The album opens in pretty damn fine style with ‘Imposing Sun’, Joana Brito’s siren vocals soaring though the fog of fuzzy guitars and thundering rhythms with a clarity and power that would rival a young Grace Slick; indeed, the whole sound of the band is clearly in debt to the early years of that psychedelic legend’s time with Jefferson Airplane, and it is all too easy to imagine the band clad in beads and kaftans as they rocked out to the background of a liquid light show. This style is firmly cemented in follow up ‘Outlaws’, the initial frantic rock beats slowing down mid song into a mellowed out acid jazz jam, but managing to avoid the full on Grateful Dead overlong improvisation, and instead maintaining a coherent structure. All things hippy are explored in ’56th Floor’ with a tribal cum tabla like percussion leading from the start, the twin guitars ranging from the rocky to a sitar like plucking, and vocals that go from the insistent to mellow, in a journey that distils the years of the “Haight is Love” scene into a four and a half minute track that has the hooks and immediacy to reach far beyond a small niche scene and in an ideal world, into general circulation.

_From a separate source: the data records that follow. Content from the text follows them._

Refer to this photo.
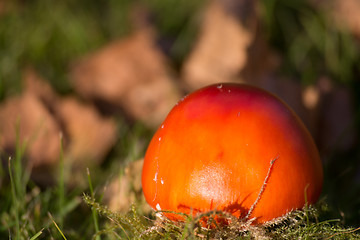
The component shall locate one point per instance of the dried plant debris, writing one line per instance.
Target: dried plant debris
(131, 74)
(221, 50)
(28, 118)
(299, 224)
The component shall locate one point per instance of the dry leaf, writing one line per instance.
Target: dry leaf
(132, 74)
(221, 50)
(90, 136)
(37, 128)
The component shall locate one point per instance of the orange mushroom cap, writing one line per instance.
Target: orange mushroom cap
(217, 149)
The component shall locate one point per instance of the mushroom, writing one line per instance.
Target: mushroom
(234, 148)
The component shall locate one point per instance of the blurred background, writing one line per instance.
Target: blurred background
(85, 83)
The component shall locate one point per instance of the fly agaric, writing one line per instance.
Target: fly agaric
(234, 148)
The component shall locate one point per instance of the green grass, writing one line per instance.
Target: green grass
(51, 35)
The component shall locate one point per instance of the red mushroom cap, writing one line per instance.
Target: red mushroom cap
(217, 149)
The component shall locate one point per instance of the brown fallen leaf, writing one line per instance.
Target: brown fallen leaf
(89, 135)
(221, 50)
(37, 128)
(131, 74)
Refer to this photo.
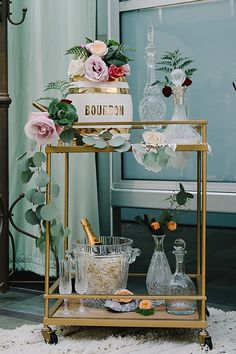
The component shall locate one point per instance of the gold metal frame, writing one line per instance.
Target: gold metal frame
(100, 317)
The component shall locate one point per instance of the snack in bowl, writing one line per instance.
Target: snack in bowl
(123, 292)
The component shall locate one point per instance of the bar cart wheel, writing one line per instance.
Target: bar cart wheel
(205, 339)
(49, 335)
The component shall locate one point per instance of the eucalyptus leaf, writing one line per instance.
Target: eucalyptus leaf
(181, 198)
(37, 211)
(30, 161)
(26, 176)
(67, 231)
(29, 194)
(162, 158)
(100, 144)
(67, 135)
(38, 158)
(117, 141)
(125, 147)
(57, 230)
(42, 179)
(149, 158)
(89, 140)
(48, 212)
(38, 198)
(55, 190)
(31, 217)
(21, 156)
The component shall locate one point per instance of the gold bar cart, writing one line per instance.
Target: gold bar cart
(53, 315)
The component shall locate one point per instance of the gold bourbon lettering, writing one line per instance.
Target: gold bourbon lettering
(93, 110)
(104, 110)
(87, 110)
(99, 110)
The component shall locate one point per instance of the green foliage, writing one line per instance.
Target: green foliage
(77, 52)
(40, 212)
(59, 85)
(178, 203)
(31, 217)
(174, 60)
(63, 114)
(105, 139)
(145, 312)
(26, 176)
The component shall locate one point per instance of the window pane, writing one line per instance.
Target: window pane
(204, 31)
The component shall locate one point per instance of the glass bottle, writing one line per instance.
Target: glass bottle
(180, 284)
(152, 106)
(180, 133)
(90, 234)
(159, 273)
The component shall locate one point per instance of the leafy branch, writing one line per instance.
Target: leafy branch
(59, 85)
(40, 212)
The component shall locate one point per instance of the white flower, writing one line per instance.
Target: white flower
(96, 69)
(154, 138)
(76, 67)
(98, 48)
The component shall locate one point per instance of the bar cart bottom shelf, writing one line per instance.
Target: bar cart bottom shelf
(104, 317)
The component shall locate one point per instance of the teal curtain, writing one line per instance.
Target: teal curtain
(36, 57)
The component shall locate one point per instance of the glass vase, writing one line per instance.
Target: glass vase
(180, 133)
(159, 273)
(180, 284)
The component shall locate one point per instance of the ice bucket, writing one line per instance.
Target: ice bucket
(105, 266)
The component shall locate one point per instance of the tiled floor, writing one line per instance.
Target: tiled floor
(22, 306)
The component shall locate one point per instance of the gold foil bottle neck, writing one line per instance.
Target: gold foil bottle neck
(91, 236)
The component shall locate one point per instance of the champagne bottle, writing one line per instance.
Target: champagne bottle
(91, 236)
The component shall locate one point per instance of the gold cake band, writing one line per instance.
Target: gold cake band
(99, 130)
(75, 90)
(81, 78)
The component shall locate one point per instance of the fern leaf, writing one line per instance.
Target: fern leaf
(165, 62)
(189, 72)
(165, 69)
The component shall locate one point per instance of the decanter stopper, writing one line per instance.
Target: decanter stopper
(152, 106)
(177, 76)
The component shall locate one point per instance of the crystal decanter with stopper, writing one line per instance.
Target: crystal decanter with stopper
(180, 133)
(180, 284)
(159, 273)
(152, 106)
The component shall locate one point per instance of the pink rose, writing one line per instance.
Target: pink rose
(116, 71)
(96, 69)
(41, 128)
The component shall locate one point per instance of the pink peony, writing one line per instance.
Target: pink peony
(126, 68)
(96, 69)
(41, 128)
(116, 71)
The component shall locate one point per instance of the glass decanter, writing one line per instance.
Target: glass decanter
(159, 273)
(180, 284)
(152, 106)
(180, 133)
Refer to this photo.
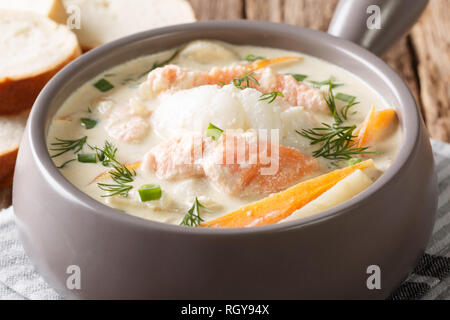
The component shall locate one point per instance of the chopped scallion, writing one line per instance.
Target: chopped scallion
(149, 192)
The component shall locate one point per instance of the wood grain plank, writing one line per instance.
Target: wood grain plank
(431, 40)
(218, 9)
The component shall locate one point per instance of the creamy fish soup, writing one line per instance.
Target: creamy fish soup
(219, 135)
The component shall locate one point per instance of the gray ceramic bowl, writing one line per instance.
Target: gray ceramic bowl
(324, 256)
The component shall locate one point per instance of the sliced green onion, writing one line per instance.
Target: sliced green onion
(103, 85)
(297, 76)
(353, 161)
(87, 157)
(329, 82)
(252, 58)
(213, 132)
(88, 123)
(149, 192)
(344, 97)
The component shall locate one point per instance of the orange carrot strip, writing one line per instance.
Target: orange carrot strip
(278, 206)
(374, 125)
(106, 174)
(267, 62)
(67, 117)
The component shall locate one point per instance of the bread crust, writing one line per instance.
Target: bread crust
(17, 95)
(7, 164)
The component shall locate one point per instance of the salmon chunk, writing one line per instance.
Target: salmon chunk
(237, 164)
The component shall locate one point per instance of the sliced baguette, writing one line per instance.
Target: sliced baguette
(11, 131)
(52, 9)
(34, 48)
(106, 20)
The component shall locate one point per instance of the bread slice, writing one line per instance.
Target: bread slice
(33, 48)
(52, 9)
(11, 131)
(106, 20)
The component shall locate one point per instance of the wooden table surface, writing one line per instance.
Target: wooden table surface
(422, 57)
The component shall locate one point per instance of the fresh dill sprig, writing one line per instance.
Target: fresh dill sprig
(115, 189)
(161, 64)
(192, 217)
(63, 146)
(337, 141)
(298, 76)
(271, 96)
(244, 82)
(351, 102)
(332, 106)
(120, 174)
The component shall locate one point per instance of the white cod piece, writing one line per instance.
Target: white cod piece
(226, 107)
(295, 119)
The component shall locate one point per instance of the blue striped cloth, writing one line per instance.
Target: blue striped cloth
(430, 279)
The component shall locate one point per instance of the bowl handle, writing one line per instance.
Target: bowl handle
(375, 24)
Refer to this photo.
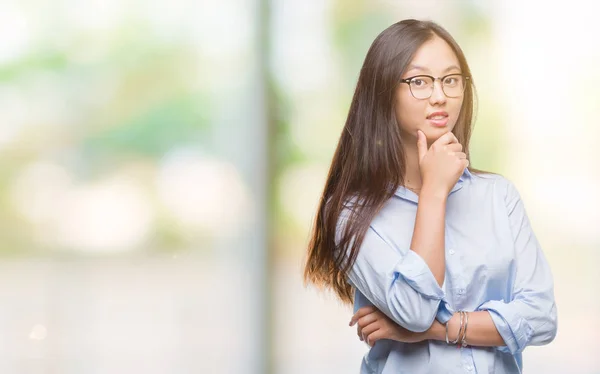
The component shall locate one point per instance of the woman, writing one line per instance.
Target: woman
(433, 254)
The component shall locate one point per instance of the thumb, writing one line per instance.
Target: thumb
(421, 144)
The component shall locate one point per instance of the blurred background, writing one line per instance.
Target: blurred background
(161, 162)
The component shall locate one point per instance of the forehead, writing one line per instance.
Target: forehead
(434, 56)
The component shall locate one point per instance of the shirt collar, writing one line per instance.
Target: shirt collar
(404, 193)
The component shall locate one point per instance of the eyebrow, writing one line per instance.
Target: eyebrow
(417, 67)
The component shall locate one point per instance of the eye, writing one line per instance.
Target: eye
(452, 80)
(419, 82)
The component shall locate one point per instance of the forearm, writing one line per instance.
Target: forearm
(428, 234)
(481, 330)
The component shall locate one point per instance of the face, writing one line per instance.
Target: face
(437, 114)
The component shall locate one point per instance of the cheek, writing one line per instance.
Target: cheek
(409, 113)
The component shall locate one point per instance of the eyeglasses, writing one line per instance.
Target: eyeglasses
(421, 86)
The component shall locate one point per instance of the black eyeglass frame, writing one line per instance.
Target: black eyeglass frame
(409, 79)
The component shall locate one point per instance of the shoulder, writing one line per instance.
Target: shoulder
(499, 184)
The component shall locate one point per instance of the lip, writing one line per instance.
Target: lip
(438, 122)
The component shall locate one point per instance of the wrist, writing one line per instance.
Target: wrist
(437, 331)
(433, 192)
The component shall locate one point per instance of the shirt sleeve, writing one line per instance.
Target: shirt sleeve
(529, 318)
(399, 283)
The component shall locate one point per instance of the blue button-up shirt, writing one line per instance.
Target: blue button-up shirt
(493, 262)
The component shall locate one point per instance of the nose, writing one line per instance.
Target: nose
(437, 96)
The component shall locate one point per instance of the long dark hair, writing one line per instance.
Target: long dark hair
(369, 162)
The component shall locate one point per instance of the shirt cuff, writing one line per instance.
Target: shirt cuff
(415, 272)
(445, 312)
(514, 329)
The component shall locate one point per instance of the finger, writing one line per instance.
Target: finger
(368, 319)
(360, 313)
(421, 144)
(359, 332)
(374, 337)
(371, 328)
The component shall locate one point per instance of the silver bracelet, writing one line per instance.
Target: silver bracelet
(464, 339)
(459, 330)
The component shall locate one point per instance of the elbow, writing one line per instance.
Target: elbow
(547, 332)
(415, 316)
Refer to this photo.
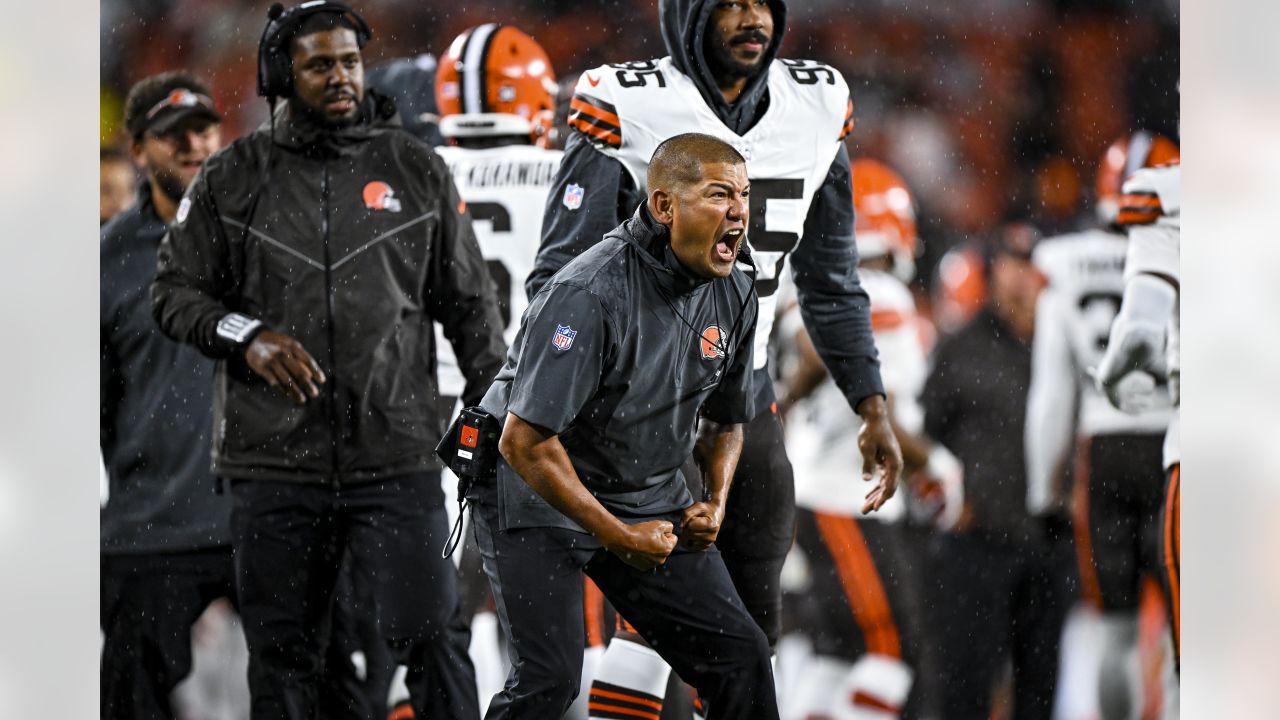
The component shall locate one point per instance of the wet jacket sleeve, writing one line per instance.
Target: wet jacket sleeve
(193, 277)
(461, 296)
(608, 197)
(566, 346)
(835, 308)
(732, 400)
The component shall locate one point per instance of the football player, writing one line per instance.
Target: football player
(1144, 336)
(1118, 486)
(863, 598)
(787, 118)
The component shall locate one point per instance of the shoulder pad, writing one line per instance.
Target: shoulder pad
(592, 110)
(821, 85)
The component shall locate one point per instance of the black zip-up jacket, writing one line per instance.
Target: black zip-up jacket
(359, 241)
(156, 406)
(618, 355)
(824, 264)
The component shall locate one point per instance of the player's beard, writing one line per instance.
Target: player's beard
(316, 117)
(722, 63)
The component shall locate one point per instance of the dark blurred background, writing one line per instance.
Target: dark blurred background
(992, 109)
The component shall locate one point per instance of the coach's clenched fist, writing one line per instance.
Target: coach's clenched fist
(286, 365)
(644, 546)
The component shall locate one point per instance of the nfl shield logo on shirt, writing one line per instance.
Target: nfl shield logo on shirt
(563, 338)
(574, 196)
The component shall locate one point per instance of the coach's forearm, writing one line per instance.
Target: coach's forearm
(538, 456)
(721, 461)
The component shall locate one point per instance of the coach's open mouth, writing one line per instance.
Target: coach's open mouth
(726, 247)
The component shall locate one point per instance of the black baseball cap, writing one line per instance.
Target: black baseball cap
(161, 101)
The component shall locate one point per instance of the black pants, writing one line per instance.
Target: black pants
(147, 606)
(1118, 496)
(688, 610)
(289, 538)
(352, 691)
(993, 601)
(759, 522)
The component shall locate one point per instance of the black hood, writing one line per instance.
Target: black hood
(684, 28)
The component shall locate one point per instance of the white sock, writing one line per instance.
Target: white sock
(790, 660)
(590, 662)
(630, 677)
(876, 688)
(1120, 689)
(816, 693)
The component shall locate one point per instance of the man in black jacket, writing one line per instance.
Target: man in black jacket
(1001, 580)
(615, 361)
(789, 118)
(311, 260)
(165, 534)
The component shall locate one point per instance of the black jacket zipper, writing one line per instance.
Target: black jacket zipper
(334, 422)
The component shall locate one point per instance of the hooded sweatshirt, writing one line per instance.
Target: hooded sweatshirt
(594, 191)
(353, 241)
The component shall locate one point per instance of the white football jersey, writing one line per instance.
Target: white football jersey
(822, 429)
(631, 108)
(1151, 206)
(1073, 322)
(506, 192)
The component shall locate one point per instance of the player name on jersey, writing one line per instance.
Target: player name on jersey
(503, 173)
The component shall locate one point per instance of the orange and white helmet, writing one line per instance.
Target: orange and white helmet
(960, 290)
(885, 217)
(1124, 158)
(496, 80)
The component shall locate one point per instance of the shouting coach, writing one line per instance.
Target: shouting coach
(616, 360)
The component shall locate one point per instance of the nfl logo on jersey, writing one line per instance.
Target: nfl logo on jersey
(574, 196)
(563, 338)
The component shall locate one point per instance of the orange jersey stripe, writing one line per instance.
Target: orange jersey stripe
(1173, 548)
(621, 624)
(862, 583)
(618, 709)
(580, 105)
(1128, 217)
(886, 319)
(849, 121)
(598, 133)
(1089, 586)
(625, 697)
(862, 698)
(593, 613)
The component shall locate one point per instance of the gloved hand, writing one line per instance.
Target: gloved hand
(1137, 342)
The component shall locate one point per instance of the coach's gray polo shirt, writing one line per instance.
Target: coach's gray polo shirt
(617, 355)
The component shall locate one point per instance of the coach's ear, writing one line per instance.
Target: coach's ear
(662, 206)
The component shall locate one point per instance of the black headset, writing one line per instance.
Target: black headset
(274, 65)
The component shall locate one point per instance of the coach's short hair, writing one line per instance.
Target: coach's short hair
(679, 160)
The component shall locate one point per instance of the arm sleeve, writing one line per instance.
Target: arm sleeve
(608, 196)
(461, 296)
(1050, 401)
(832, 301)
(195, 274)
(563, 355)
(732, 400)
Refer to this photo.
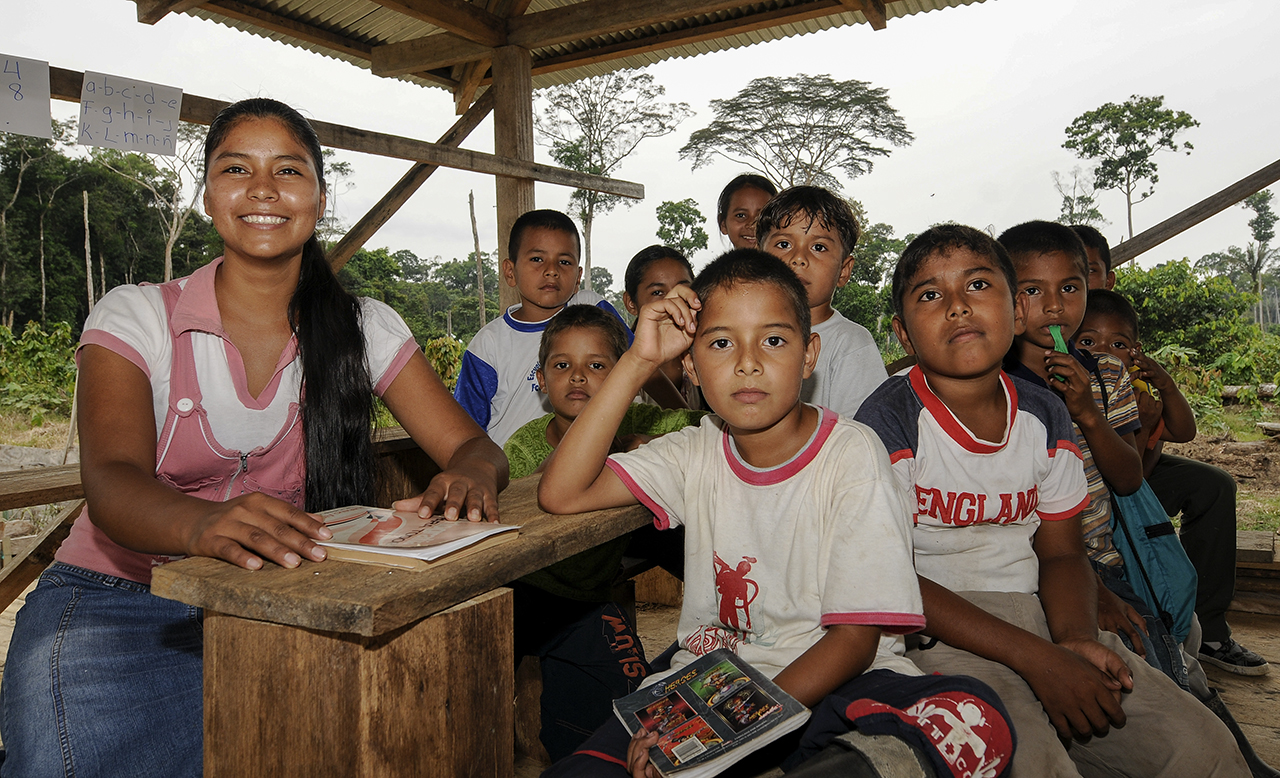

This surprising accessibility is even more apparent on ‘Starlight’, a number that back in the day would have been as equally at home in a smoke filled blues-jazz club as it would in an underground happening; hell, if it had been offered as a package to the likes of Amy Winehouse to deliver a few years ago I’ve little doubt it would have been racking up the sales in the pop charts. Worry not though, as things quickly return to a full on tie-dyed psyche rock out with ‘Symphony of the Ironic Sympathy’; deliver this number at the ever growing Freak Valley Festival, and the crowd would lap up every distorted note with as much concentration as the hovering clouds of THC would allow. If the same live set followed with the next track on the album, the crawling ‘Soul Keeper’, then the band’s return invitation would be ensured; every element of the song comes together to reflect that time of musical development back in the sixties where fusing disparate parts of rock, blues, jazz, emerging electric instrument technology and a willing to experiment in new and less rigid sounds lead to a whole new movement, and one that is kept alive today by a host of bands such as Kadavar and Blues Pills who want to recreate that vibrancy.

The Black Wizards are a band that has clearly honed their skills listening to a welter of classic acts, and adding to it their own undeniable musicianship and enthusiasm, melding it all together to produce one the most mellow albums I’ve heard all year, but with enough hard rock offerings to have an audience shake itself awake and move to music as opposed to just sinking back and letting the gentle waves of ‘Reflections’ wash over them.